Нынешним тинэйджерам не понять, что значит в двенадцать лет пахать за идею, за страну, на Победу, а он, как и тысячи таких же советских мальчишек, взрослел, работая в тылу.
Я своим детям вряд ли смогу объяснить, что это такое – бороться за право быть гражданином страны, в которой ты родился и живёшь, а он одним из первых среди советских корейцев добился разрешения на учёбу в университете. Ему дали право на образование, а на общежитие – нет. Днём он жадно впитывал знания в стенах своей alma mater – Среднеазиатского госуниверситета, а ночью спал на скамьях в гулких пустых аудиториях. В выходные он из города спешил к маме, хотя бы раз в неделю сытно поесть и постирать единственную рубашку. Тогда, в 1950 году, наверно, никто, кроме мамы, не мог поверить, представить, что через несколько лет этот упрямый юноша вернётся в родной колхоз и будет учителем, а затем и директором школы. Он вернулся и стал Алексеем Семёновичем не только для школяров, но и для всех своих земляков, ведь на его публичные лекции многие годы собирался весь колхоз. Люди чувствуют, когда для тебя вся роскошь знаний состоит в том, что ты можешь ими поделиться, и его слушали, затаив дыхание.
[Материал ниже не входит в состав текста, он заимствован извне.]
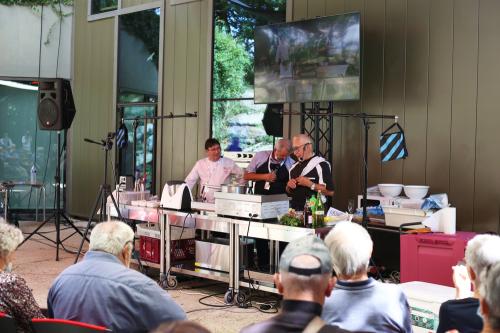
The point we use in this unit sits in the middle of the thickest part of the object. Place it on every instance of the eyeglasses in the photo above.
(298, 147)
(216, 148)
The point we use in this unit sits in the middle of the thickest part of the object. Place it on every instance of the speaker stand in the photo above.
(58, 212)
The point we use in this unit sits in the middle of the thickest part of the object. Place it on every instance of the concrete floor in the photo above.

Здесь, пожалуй, самое подходящее слово – откровение… Я это испытал, когда совершенно невзначай из пары предложений в новостях Алексей Семёнович развернул передо мной ясную картину каких-то тонкостей истории и политики Ближнего Востока. Это событие заставило меня задуматься, по тому ли пути я пошёл, решив стать инженером, ведь вот она – интересная область, полная своих открытий и скрытых связей, наполненных жизнью целых народов и отдельных людей. В то же самое время для меня, студента-технаря, стала зримой связь между той авиационной и космической техникой, которую мне предстояло создавать, и политикой, а в конечном итоге, и историей человечества. Этой объёмности, ёмкости знаний и взглядов учились у него не только российские слушатели, но и молодёжь Йемена, где он дважды был в долгосрочных командировках в качестве преподавателя Высшей школы общественных наук.
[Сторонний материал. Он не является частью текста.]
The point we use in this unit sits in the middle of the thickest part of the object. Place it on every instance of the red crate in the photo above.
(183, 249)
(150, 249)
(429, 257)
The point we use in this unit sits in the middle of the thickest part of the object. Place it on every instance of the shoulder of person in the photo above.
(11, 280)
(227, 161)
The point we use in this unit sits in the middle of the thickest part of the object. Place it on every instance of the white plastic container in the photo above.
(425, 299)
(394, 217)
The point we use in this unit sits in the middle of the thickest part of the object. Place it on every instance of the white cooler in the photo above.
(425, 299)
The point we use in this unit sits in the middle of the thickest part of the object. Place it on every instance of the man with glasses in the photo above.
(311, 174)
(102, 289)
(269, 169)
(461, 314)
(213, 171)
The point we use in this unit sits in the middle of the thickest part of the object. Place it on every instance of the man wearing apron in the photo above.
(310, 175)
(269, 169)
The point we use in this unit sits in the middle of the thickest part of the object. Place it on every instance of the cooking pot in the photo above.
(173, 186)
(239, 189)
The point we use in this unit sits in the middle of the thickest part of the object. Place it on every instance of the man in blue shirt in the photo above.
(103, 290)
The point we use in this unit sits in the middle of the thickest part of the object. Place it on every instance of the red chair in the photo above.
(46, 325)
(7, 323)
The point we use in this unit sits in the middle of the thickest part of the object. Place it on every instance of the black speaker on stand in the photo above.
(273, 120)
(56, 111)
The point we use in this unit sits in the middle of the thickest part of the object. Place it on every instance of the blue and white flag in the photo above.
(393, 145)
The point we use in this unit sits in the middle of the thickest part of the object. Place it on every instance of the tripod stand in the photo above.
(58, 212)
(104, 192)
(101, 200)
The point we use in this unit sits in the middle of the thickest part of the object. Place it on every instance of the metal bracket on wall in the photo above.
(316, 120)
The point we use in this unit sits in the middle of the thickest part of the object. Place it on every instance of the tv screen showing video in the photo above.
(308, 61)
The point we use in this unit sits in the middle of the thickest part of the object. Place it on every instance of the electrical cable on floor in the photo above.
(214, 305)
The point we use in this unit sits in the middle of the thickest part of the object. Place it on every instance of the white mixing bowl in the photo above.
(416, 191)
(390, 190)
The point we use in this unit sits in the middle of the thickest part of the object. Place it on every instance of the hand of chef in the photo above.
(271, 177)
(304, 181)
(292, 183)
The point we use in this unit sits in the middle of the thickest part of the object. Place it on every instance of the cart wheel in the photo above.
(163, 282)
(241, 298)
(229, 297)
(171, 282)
А я немного завидовал его студентам и видел, что на самом деле означает степень доктора исторических наук.
Когда с перестройкой и гласностью проснулось самосознание национальных меньшинств, к коим относимся и мы, профессор, доктор исторических наук, очень уважаемый в среде соотечественников человек, Алексей Семёнович как никто другой подошёл на роль лидера корейского движения, сначала возглавив в 1990-1991 гг. Московскую Ассоциацию советских корейцев, а затем и созданную им Ассоциацию корейцев России. Однако, законы жанра неумолимы, первая волна корейского движения принесла с собой слишком много грязной пены. В то время, когда наивные люди объединялись под национальной идеей, аферисты всех мастей старались на этом нажиться самыми разными способами и нашли свои пути к уютным постам в ассоциациях. Видя всё это, Алексей Семёнович принципиально отказался от участия в вакханалии и вышел из корейского движения, совершенно не оглядываясь на такие разные, манящие других, но неприемлемые для него возможности. Конечно, мы с Вовкой поддержали его и прекратили своё участие в работе молодёжной ветви, ведь Алексей Семёнович своим поступком преподал один из самых важных уроков в жизни – урок порядочности.
… Накидываю куртку, выхватываю рюкзак, в кармане тренькает телефон – пришла смска.
«Александр Ильич! Нормально долетели? Вы документы вчера подписали, могу забрать их?»
Быстро набираю ответы… «Привет! Спасибо, да. Да»
Да, был Саня, а теперь вот Александр Ильич, а Вовка уже давно для многих Владимир Алексеевич. Время неумолимо.
Вчера не стало Шина Алексея Семёновича. Моего дяди Лёши не стало.
Выхожу из здания аэропорта. Москва. Лёгкий мороз. Я прилетел.